Using Keyhive in WASM to model capability groups
A few months ago I wrote about BeeKEM, which is the key agreement part of Ink & Switch’s Keyhive project. In short, it’s a capabilities protocol for eventually consistent data: only authorised readers can decrypt it, and unauthorised writes/deletions to that data can be cryptographically invalidated. Check out the Ink & Switch lab notebooks or Brooklyn Zelenka’s talk about it at Local-First Conf for more details. In the last few days, I wanted to see if I could try out just the group management parts of Keyhive in a web app - that is, just modelling capability groups without worrying about CRDT ops, sync, key agreement or encryption.

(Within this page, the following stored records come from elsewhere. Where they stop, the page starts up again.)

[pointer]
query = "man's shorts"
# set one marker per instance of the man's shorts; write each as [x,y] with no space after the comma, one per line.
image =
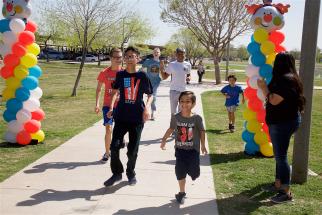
[231,109]
[187,162]
[107,121]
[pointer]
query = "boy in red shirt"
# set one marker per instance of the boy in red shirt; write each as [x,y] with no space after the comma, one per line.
[107,78]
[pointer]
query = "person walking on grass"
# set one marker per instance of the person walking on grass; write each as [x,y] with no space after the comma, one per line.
[107,78]
[231,92]
[189,134]
[129,115]
[152,69]
[284,103]
[180,72]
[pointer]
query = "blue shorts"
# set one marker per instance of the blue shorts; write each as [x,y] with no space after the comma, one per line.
[107,121]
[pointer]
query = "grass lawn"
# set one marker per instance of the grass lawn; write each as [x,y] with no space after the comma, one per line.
[65,116]
[239,178]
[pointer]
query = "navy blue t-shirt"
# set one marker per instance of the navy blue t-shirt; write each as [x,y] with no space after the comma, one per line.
[233,92]
[132,86]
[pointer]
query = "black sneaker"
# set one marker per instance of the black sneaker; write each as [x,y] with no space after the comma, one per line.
[281,197]
[112,180]
[132,181]
[180,197]
[271,188]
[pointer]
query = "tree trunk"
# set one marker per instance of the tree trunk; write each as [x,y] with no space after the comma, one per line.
[217,69]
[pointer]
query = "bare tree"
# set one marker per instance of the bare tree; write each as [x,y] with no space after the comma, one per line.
[210,22]
[87,19]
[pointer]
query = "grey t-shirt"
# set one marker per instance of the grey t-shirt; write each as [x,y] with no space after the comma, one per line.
[187,130]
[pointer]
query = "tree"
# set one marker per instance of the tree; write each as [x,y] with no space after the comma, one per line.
[87,19]
[194,49]
[214,22]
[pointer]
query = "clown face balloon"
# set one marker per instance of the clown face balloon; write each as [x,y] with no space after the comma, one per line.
[16,9]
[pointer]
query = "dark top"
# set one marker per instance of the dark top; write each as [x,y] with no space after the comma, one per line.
[132,86]
[288,109]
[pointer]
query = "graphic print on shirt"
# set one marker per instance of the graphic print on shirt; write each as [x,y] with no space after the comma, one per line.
[131,89]
[185,135]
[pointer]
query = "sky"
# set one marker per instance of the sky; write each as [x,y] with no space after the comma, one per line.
[150,10]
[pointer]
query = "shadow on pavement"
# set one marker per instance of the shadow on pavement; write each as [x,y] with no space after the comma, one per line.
[55,195]
[60,165]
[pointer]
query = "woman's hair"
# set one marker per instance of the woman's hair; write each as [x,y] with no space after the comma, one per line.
[284,68]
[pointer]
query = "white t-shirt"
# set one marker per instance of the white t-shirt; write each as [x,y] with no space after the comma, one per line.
[179,71]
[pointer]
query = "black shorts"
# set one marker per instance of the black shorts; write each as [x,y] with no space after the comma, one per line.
[187,162]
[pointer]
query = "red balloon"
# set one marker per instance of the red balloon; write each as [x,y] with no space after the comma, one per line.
[23,137]
[38,115]
[26,38]
[276,37]
[280,48]
[32,126]
[31,26]
[11,60]
[19,50]
[6,72]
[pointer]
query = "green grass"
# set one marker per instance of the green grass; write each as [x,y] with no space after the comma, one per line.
[65,116]
[238,178]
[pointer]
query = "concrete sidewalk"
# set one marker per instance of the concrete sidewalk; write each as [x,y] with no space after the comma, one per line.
[69,180]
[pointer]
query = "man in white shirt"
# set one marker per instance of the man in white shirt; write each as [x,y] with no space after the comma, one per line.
[180,72]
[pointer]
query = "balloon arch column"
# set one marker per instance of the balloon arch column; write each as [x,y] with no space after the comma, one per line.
[20,71]
[265,43]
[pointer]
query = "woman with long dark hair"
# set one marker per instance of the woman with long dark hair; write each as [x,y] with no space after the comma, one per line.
[284,104]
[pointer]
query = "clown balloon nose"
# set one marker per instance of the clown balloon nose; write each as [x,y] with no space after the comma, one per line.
[267,19]
[21,73]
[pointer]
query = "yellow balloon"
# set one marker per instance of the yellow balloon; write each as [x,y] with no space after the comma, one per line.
[39,135]
[21,72]
[260,35]
[13,83]
[267,47]
[33,49]
[29,60]
[8,93]
[267,149]
[253,126]
[261,138]
[249,114]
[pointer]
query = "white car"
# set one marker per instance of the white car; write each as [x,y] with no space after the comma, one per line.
[88,58]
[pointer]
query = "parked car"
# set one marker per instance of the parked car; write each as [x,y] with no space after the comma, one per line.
[88,58]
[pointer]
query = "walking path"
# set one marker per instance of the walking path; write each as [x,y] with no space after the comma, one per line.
[69,180]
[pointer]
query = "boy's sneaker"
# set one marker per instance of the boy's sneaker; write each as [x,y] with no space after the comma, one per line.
[132,181]
[271,188]
[113,179]
[180,197]
[281,197]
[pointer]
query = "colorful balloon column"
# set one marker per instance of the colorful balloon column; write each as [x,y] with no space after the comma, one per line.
[20,71]
[265,43]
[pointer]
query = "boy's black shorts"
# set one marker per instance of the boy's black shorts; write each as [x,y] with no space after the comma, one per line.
[187,162]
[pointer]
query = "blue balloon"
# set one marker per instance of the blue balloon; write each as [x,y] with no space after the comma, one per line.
[35,71]
[8,116]
[4,25]
[265,70]
[14,105]
[258,59]
[22,94]
[253,48]
[30,82]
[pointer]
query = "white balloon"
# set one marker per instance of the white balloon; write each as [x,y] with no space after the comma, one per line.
[260,95]
[253,81]
[252,70]
[17,25]
[9,38]
[36,93]
[10,137]
[23,116]
[15,127]
[31,104]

Demo: https://keyhive-delegation-demo.meri.garden/
Code: https://github.com/meri-leeworthy/keyhive/tree/wasm-demo
A mental model for delegations
Building this was also a cool way to consolidate my understanding of the delegations concept for modelling transitive capabilities - here’s my summary of how adding works:
Firstly, Keyhive has four types of ‘agents’: individual (e.g. a phone), group (e.g. a person with multiple devices, or an organisation), document (e.g. a text file you want encrypted) and active (the ‘self’ running the code). You can kind of think of an agent as a black box with a secret key inside, which you will never see, but you can ask the agent to do things. When you create a group or a document agent, it:
-
creates an Ed25519 key pair
- delegates “admin” access to you (the active agent)
- signs that delegation using its secret signing key
- returns the signed delegation to you
A signed delegation has:
- a ‘can’ field which is just a string that’s either “pull”, “read”, “write” or “admin”
- a delegate (e.g. my active agent identifier = public key)
- a signature (and signature issuer) so i can verify where it came from
- maybe a proof, which is another signed delegation
The more times a capability was sub-delegated, the bigger the delegation will recursively grow, but it always has the original group or document delegation at the bottom.
Process comments
The bulk of the code starting was written by Claude Code: it cost at least $14 USD, which I think is too much. Apparently it’s cheaper to buy a pro subscription, but I’ve been feeling pretty ambivalent about LLM-assisted coding. That said, if the price was better, I would be happier, so maybe I should.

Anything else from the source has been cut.